In mathematics, the adele ring is a construction in number theory that combines all local versions of a global field into one object. For the rational numbers, these local versions include the real numbers and the fields of ${\displaystyle p}$-adic numbers for all prime numbers ${\displaystyle p}$. More generally, if ${\displaystyle K}$ is a global field, its adele ring, often denoted ${\displaystyle \mathbb {A} _{K}}$, is a topological ring built from the completions ${\displaystyle K_{v}}$ of ${\displaystyle K}$ at all its places ${\displaystyle v}$. Formally, it is a restricted product of the local fields ${\displaystyle K_{v}}$, with respect to the valuation rings at the non-archimedean places. Its elements are called adeles.

The restricted product topology makes ${\displaystyle \mathbb {A} _{K}}$ a locally compact topological ring. The field ${\displaystyle K}$ embeds diagonally in ${\displaystyle \mathbb {A} _{K}}$ as a discrete subring, and the quotient ${\displaystyle \mathbb {A} _{K}/K}$ is compact. As an additive locally compact abelian group, the adele ring is self-dual, making it a natural setting for Fourier analysis on global fields.

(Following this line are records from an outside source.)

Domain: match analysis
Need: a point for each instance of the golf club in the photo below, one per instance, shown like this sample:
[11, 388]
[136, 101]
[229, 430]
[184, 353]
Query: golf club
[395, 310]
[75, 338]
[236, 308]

The group of units of the adele ring, with its natural topology, is the idele group ${\displaystyle \mathbb {A} _{K}^{\times }}$. The quotient ${\displaystyle \mathbb {A} _{K}^{\times }/K^{\times }}$, called the idele class group, is a central object in class field theory. Adeles and ideles are also used in Tate's thesis, the theory of automorphic forms, local-global principles, and adelic descriptions of divisors, line bundles, and principal bundles on algebraic curves.